Courtesy Nicolas Pauly


Rahm points out that the notion of a park as a sort of climatic filter for its surroundings was prevalent in the eighteenth century. “Olmsted created Central Park in New York as a green land that has to clean the air, for the health of New Yorkers,” he says. “When you read Pierre L’Enfant in French, he proposed two of the parks in Paris and the trees in its boulevards. It was not a romantic idea of greening the city—the tree was a machine to create shadows and to cool the street during the summer.”

Rahm’s initial concerns with Jade Eco Park—the warm, humid weather and the city’s polluted air—were much the same. “We started to analyze [the existing conditions of the site] with a dynamic computer model to see where it would be cooler, where it would be dryer, and where it would be less polluted,” Rahm says. The next step was to introduce trees to enhance these characteristics —ones with heavy foliage to encourage evaporation and cool the air in some areas, some with floating roots to absorb humidity and dry the air in other places, and those that can absorb pollutants elsewhere. Interspersed among them were oversized mechanical devices that would perform similar functions: cooling, drying, and cleaning the air in an artificial, precise manner.

De-territorialized soils
At the Milan Furniture Fair in 2009, Rahm showed a double-flow air exchanger that was a precursor to the climatic devices used in the Jade Eco Park.

Above and below courtesy Philippe Rahm Architectes


The devices, which are being constructed at the time of writing, are a result of a long process of analysis and testing—modeled first at Rahm’s office with data-analysis software, then tested by a German team of consulting climatic engineers. The results had to be independently verified by a Taiwanese team, and by the contractors, before Rahm got the go-ahead to build.

Visually and spatially, Jade Eco Park is a composition of plantings and architectural follies, much like the grand old urban landscapes that inspired Rahm.

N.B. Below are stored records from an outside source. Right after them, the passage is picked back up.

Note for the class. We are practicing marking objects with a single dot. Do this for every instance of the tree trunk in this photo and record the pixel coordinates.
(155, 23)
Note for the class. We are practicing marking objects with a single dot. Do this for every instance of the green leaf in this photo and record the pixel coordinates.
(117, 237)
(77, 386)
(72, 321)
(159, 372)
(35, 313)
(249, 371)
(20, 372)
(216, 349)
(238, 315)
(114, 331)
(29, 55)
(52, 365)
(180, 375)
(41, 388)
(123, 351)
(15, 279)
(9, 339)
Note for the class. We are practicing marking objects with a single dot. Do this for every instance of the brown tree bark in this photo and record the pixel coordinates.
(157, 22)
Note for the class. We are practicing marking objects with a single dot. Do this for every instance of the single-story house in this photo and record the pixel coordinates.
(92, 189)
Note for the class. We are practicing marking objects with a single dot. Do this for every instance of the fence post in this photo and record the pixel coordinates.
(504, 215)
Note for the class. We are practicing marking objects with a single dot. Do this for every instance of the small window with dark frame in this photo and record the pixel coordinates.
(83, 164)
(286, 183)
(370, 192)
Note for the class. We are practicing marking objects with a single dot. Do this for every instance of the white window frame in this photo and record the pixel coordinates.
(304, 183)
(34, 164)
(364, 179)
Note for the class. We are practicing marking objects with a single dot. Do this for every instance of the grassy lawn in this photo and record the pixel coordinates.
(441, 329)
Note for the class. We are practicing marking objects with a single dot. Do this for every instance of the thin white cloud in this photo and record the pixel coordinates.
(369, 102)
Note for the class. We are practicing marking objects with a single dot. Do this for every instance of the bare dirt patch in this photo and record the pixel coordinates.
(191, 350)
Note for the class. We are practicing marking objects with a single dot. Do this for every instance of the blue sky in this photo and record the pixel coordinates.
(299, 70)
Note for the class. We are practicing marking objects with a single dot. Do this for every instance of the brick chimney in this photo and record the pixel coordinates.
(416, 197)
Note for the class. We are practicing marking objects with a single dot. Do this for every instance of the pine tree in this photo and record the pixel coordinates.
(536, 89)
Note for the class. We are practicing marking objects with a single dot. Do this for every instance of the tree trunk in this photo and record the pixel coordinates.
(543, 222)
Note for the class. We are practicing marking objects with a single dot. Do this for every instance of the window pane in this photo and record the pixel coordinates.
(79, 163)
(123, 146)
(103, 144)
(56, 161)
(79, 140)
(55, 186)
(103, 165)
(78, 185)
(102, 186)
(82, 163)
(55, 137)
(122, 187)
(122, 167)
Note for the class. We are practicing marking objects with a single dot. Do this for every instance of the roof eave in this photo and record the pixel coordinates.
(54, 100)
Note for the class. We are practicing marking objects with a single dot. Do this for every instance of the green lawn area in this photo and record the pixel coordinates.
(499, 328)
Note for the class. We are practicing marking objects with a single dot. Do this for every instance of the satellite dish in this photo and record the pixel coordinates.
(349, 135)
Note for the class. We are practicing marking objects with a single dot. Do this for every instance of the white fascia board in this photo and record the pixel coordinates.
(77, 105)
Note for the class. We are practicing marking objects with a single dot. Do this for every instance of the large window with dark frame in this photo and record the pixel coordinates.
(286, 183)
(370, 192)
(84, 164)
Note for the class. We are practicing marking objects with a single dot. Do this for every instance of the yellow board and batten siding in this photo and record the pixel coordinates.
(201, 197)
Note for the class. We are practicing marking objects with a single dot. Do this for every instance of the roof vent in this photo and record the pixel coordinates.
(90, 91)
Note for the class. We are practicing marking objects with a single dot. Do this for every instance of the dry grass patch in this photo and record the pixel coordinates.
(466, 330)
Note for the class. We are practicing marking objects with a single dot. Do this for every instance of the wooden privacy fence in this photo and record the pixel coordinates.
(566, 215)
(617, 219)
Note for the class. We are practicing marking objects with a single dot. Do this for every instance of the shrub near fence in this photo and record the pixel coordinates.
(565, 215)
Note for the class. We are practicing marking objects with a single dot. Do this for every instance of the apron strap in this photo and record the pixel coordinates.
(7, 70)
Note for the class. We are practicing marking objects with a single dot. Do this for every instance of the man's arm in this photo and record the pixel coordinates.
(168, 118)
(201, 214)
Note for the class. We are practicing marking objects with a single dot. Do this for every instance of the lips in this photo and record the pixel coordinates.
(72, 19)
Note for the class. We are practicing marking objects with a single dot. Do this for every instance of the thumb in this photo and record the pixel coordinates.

But it will feel very different. “It creates some random situations,” he says, “which means that sometimes here it’ll be cold, dry, and clean, but there it could be cold, dry, and polluted, or cold, humid, and polluted. Everyone is free to go where they want.”

Antycyclone
The construction of the Antycyclone, which blows out naturally cooled air. The design underwent rigorous testing and simulations for climatic conditions to quantify the speed of the air. The device is is being built after an intensive testing process.


All of this is done as sustainably as possible. Air is cooled through heat exchange with the city’s water or with lower temperatures underground, via geothermal ducts. A 75,300-square-foot stretch of photovoltaics provides all the electricity the park needs, and more. Not only are the lights controlled automatically, but sensors placed about every 50 feet provide real-time data on temperature and humidity, so the climatic devices can be turned on or off as necessary. The ability to so finely modulate energy use and climatic conditions has huge implications for the field of sustainable design. “I’m trying to invent a new style of architecture that takes the climate and energy [into consideration] at the beginning of the project and not at the end,” Rahm says.

His architectural mission is broader still. After Rahm presented the Jade Eco Park concept last November at a lecture at the Harvard GSD (where he is now leading a studio), Dean Mohsen Mostafavi protested that he couldn’t see the totality of a park in the design, which seemed to be preoccupied with the discrete climatic zones. The response that Rahm didn’t give, but very well could have, is that his is an invisible architecture. The things that can be seen—the trees and the devices—are merely structural elements. The edifice is the multisensory experience. The response that Rahm did give took exception to the word “totality,” the idea of the architect as master builder that was kept alive by the Modernists and their starchitect successors. “I have no image of the design at the beginning,” he said. “We are trying to use the climate as an element in designing. But not in the Modernist way, determining function and place. We want to create a multiplicity and diversity of [atmospheric] qualities.”